Voters have been on a bit of a wild ride this election season, and most people have plenty of capital-O opinions about this year's presidential candidates. With tensions running high and both major candidates fairly close in polls, many are predicting record-breaking voter turnout this year, both for early voting and on Election Day itself. If this is your first time voting — or hey, even if it's your 14th — it's important to know what your rights are as a voter when you head off to do your civic duty.
Understanding voters' rights may even help soothe some concerned citizens' worries about a "rigged" election or voter fraud conspiracies. There are ways that people can interfere with a fair election, but knowing your rights gives you the power to know if that's happening. After all, knowing how to vote on Election Day and dropping a ballot in for your chosen candidate is an important part of maintaining a fair and representative government — but to keep the voting process entirely democratic, it's equally important for American citizens to be aware of where they stand and what legal protections and privileges they're afforded.
Before you double-check your registration, grab your ID, and head to the polls, make sure you know and understand these key points.
You're Allowed To Vote...
If you're a U.S. citizen, over 18 years old, and meet residency rules for your state, guess what? You're eligible to vote!
... Even If Your Name's Not On The List
If you're a registered voter but your name isn't on your precinct's list, vote anyway. You'll have to use a provisional ballot, but if election officials confirm that you're eligible to vote, your vote will be counted.

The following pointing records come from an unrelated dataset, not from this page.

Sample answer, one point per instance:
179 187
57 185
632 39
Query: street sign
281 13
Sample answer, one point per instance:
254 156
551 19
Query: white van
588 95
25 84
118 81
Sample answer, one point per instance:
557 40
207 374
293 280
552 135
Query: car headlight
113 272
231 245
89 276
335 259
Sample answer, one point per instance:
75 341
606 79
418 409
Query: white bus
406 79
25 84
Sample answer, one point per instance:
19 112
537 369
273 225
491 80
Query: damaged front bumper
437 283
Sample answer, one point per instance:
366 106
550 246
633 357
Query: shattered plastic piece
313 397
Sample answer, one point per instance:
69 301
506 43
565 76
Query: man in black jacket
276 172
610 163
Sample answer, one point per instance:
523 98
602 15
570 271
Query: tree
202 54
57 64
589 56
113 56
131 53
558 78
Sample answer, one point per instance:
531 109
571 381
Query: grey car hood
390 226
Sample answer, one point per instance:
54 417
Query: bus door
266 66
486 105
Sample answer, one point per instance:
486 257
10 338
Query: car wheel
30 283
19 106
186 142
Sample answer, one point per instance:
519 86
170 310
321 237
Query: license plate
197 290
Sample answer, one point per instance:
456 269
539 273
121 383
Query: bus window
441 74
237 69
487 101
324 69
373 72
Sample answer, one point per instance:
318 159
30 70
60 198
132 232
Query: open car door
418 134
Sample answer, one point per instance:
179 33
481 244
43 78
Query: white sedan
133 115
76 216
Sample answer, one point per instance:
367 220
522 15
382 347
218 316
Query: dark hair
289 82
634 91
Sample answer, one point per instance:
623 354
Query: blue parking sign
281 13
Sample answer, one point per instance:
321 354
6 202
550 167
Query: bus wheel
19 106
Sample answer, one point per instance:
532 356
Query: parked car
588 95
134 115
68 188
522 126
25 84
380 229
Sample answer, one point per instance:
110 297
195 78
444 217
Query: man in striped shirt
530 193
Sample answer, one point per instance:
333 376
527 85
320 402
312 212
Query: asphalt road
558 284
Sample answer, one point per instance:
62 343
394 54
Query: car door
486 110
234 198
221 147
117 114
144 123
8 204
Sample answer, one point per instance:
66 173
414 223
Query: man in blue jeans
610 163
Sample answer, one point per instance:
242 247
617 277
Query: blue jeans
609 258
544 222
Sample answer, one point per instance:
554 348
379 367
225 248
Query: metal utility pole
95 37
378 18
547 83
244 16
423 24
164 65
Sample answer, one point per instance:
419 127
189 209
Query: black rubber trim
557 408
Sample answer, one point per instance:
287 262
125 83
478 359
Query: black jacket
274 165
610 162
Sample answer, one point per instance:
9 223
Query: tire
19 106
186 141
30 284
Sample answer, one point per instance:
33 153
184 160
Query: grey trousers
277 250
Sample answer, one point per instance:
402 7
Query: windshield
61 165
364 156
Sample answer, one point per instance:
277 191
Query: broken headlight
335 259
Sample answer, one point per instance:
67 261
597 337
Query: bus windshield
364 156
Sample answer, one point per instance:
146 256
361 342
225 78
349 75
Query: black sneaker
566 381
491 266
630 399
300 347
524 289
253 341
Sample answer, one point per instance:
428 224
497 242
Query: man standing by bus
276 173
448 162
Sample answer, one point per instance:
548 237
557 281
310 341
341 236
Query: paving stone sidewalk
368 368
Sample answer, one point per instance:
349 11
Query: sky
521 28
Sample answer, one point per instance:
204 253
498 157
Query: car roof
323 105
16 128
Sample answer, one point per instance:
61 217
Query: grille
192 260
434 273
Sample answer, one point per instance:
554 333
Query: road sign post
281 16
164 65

People Aren't Allowed To Intimidate Or Threaten You
If anyone so much as tries to threaten, intimidate, or coerce you into voting for a certain candidate, they can be fined $10,000 or imprisoned for up to a year. So next time your pushy uncle tries to lure you over to the dark side (whatever that dark side may be for you), maybe let him in on this helpful little fact.
You Can Keep Your Vote Totally Secret
It may seem like everyone and their mother is weighing in on this election on Facebook (and Twitter and Instagram and their front lawn), but it's totally up to you whether you want to share your voting choice with your partner, Facebook friends, or anyone at all.
If You Waited In Line, You Get To Vote
Luckily, polls are nothing like your favorite bar on a busy night. If you're waiting in line when the polls close, by law you're allowed to enter and cast your vote.
Fire Off As Many Questions As You Please
If you have a question about the election process, pipe up. Election officials need to either answer your question or send you on to someone who can. (Take note, though, trolls: this does not mean you get to be an awful human being. If you're disrupting anything, officials are totally allowed to stop answering your questions.)
Nobody Can Ask You For Extra ID
Different states have different laws regarding the ID you do (or don't) need to bring to the polls. No one is allowed to ask you for more identification than is legally required in your state.
Get The Help You Need
This plays out in several ways. First of all, you can have anyone you want help you cast your ballot, as long as they don't employ you or represent you in a union (because, hey, problematic). Second, polling places need to accessible for everyone, so election officials need to ensure that the elderly or those with disabilities can vote. Voting aids should be at your polling station as well.
No One Can Offer You Shiny Pennies For Voting
It's illegal to bribe someone in order to get them to vote, not vote, or vote for someone in particular. So even if you really, really, really want your 19-year-old daughter to do her civic duty, you're not allowed to bait her with the promise of a new laptop in exchange.
You Don't Have To Speak English To Vote
If enough people in your precinct's area speak a language other than English, your precinct needs to have instructions available in that language.
If You Make A Mistake, Try, Try Again
If you haven't cast your ballot yet, but you've accidentally scribbled on your ballot or changed your mind mid-checkmark, you can ask for a new ballot.
Report Any Fraudulent Or Illegal Activity
There has never been a better time to be a tattle-tale. If you see or experience anything fraudulent or illegal while voting, good God, let someone know about it. Call 866-OUR-VOTE to reach the Election Protection Hotline and help keep the election process fair and democratic.
Now that you know your voting rights, get out there, cast your empowered ballot, and make sure your friends know their rights, too.